The C-suite may also see quantum optimization as a means of improving supply chain management. “There is an emerging recognition that this technology is going to be disruptive across all the digitalization efforts at these companies,” Savoie says.
But the talent question looms. “You can’t just take your data analytics people in the back room and convert them into quantum computer programmers overnight,” Savoie says. Companies have to consider workforce development now to be ready for a new level of computing that may not exist in practical application for several years.

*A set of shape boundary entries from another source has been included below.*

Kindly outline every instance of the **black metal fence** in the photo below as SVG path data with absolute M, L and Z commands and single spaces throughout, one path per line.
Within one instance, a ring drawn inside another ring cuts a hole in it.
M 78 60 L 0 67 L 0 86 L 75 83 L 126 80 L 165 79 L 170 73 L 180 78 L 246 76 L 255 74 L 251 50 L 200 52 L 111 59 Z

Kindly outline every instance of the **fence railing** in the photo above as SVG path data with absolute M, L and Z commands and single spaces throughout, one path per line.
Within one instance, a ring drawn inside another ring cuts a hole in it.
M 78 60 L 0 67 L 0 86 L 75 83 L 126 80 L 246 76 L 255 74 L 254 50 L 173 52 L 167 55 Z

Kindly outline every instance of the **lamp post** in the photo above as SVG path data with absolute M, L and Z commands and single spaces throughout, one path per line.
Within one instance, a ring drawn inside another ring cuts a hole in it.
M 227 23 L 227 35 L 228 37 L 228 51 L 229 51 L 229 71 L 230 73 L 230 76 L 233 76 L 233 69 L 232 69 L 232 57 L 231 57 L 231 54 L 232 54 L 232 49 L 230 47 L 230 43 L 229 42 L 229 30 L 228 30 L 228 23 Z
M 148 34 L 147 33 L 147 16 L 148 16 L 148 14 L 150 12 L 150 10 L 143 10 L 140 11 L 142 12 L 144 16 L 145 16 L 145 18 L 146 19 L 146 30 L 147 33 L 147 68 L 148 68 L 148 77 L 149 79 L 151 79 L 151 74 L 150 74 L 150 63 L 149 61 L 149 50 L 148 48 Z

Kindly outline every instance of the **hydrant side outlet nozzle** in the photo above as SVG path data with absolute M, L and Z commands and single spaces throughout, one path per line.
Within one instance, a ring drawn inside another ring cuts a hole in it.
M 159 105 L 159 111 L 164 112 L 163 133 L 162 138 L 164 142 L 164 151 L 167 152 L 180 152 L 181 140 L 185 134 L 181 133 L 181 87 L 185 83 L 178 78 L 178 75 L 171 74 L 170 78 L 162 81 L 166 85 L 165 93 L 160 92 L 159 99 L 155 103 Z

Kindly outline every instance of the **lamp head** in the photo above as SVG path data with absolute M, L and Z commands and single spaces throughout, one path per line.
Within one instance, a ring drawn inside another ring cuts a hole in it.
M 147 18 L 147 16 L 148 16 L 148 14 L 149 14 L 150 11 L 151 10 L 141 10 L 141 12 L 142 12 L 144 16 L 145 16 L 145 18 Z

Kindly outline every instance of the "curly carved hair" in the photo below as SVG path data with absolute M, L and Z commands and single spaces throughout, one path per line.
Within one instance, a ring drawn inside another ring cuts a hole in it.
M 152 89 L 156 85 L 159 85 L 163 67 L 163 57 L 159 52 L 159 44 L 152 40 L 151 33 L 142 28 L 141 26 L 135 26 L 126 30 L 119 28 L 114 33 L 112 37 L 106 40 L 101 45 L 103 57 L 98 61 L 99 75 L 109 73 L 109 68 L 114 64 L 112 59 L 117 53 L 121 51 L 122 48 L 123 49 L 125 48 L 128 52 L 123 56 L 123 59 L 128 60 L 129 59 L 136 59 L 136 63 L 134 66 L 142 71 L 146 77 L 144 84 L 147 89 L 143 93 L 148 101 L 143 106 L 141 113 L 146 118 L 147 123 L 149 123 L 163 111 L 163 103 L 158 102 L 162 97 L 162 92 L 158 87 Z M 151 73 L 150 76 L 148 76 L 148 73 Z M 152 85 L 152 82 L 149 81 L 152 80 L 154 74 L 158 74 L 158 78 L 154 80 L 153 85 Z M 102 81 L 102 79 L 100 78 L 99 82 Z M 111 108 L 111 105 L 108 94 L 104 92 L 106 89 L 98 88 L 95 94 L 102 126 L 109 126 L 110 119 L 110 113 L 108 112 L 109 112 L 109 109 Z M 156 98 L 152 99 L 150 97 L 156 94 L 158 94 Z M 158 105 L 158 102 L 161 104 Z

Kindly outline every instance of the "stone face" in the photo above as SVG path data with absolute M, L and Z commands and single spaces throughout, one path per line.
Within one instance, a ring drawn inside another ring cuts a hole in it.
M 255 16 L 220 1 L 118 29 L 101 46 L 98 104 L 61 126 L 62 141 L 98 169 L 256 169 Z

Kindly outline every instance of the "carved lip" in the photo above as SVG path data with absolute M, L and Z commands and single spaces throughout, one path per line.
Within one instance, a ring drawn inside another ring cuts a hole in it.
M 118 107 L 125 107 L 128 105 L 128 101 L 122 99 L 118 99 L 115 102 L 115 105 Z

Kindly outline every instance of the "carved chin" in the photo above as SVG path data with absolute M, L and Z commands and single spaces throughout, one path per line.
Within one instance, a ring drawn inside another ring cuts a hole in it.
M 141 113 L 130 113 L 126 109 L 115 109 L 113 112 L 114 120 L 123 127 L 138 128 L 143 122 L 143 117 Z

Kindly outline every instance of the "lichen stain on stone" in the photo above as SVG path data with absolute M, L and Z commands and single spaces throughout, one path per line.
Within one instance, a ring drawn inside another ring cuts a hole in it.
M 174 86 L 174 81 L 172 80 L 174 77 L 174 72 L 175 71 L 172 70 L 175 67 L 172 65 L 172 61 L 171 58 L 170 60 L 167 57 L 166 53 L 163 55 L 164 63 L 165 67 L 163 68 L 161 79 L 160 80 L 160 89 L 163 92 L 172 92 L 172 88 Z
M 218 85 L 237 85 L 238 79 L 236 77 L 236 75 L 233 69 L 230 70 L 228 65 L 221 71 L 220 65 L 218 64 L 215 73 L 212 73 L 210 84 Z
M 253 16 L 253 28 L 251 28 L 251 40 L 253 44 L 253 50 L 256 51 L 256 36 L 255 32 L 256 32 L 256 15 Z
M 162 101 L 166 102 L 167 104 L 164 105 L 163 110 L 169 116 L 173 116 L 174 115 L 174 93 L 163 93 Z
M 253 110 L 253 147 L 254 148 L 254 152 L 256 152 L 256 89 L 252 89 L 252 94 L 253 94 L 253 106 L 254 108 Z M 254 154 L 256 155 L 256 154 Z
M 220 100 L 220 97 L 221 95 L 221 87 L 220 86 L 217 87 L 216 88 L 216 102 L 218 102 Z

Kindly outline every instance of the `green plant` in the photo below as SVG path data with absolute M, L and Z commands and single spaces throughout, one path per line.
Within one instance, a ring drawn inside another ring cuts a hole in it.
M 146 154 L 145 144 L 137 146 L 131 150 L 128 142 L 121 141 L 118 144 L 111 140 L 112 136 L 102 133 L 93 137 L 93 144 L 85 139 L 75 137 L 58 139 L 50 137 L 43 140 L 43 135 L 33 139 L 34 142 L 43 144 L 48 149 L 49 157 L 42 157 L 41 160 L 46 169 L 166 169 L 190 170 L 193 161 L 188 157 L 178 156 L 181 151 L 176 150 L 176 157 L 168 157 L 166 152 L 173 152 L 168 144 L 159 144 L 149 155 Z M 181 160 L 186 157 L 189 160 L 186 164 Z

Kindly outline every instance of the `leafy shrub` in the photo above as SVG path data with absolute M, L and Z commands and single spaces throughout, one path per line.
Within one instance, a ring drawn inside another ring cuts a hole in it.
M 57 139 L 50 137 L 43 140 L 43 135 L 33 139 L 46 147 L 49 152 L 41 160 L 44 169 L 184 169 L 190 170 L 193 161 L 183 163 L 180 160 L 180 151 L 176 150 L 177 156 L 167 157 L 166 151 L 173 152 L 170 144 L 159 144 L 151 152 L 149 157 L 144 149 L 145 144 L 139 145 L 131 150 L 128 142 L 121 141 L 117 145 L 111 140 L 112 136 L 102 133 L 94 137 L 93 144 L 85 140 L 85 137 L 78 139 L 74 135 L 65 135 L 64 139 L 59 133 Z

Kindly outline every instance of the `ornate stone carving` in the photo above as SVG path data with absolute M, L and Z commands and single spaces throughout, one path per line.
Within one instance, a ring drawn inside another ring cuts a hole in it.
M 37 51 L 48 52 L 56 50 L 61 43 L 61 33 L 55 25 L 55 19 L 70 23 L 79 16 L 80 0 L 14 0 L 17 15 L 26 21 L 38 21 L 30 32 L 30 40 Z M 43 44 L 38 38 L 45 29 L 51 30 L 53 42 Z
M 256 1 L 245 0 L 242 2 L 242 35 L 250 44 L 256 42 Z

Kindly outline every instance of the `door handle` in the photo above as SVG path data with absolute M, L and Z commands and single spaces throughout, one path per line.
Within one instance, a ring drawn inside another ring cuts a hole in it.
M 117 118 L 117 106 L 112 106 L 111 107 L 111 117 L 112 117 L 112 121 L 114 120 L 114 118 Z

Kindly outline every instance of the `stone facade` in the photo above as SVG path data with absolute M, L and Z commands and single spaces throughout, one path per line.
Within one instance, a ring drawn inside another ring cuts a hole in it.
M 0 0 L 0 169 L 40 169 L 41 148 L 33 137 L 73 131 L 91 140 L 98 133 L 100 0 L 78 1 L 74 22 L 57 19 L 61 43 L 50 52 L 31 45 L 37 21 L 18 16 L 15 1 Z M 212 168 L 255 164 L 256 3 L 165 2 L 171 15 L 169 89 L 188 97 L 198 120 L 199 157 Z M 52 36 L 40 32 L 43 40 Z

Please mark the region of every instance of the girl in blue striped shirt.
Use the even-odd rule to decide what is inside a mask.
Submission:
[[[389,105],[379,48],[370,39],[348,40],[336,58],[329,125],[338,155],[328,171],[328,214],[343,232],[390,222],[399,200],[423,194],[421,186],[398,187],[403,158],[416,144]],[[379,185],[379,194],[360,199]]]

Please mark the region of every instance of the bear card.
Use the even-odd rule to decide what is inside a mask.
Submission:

Celia Merzbacher, deputy director of QED-C, says the formation of QuPharm shows the drug industry is looking ahead and preparing for the changes likely to be wrought by quantum computing. “By banding together, they are likely to create a significant market pull that accelerates the progress of hardware and software development that meets their needs,” she says. “I give them credit for being early to the table, for thinking about it, asking the questions, and paying attention.”
While many in quantum computing see small-molecule drug discovery as a likely front line in deploying the technique, Merzbacher says QED-C and software and hardware developers will be watching the drug industry closely to see what it actually does with the emerging technology.
They may be watching for quite some time, Merzbacher says, but that’s a good thing. “The pharmaceutical industry is patient,” she says, pointing to the decade or longer that it takes to advance a drug candidate from the lab to the pharmacy.
“That sort of culture is, I think, very helpful. They are not going to be the ones who develop the tools, but they have such a long pipeline that they can envision where quantum computing might intersect that pipeline in the future perhaps a little better than other sectors.”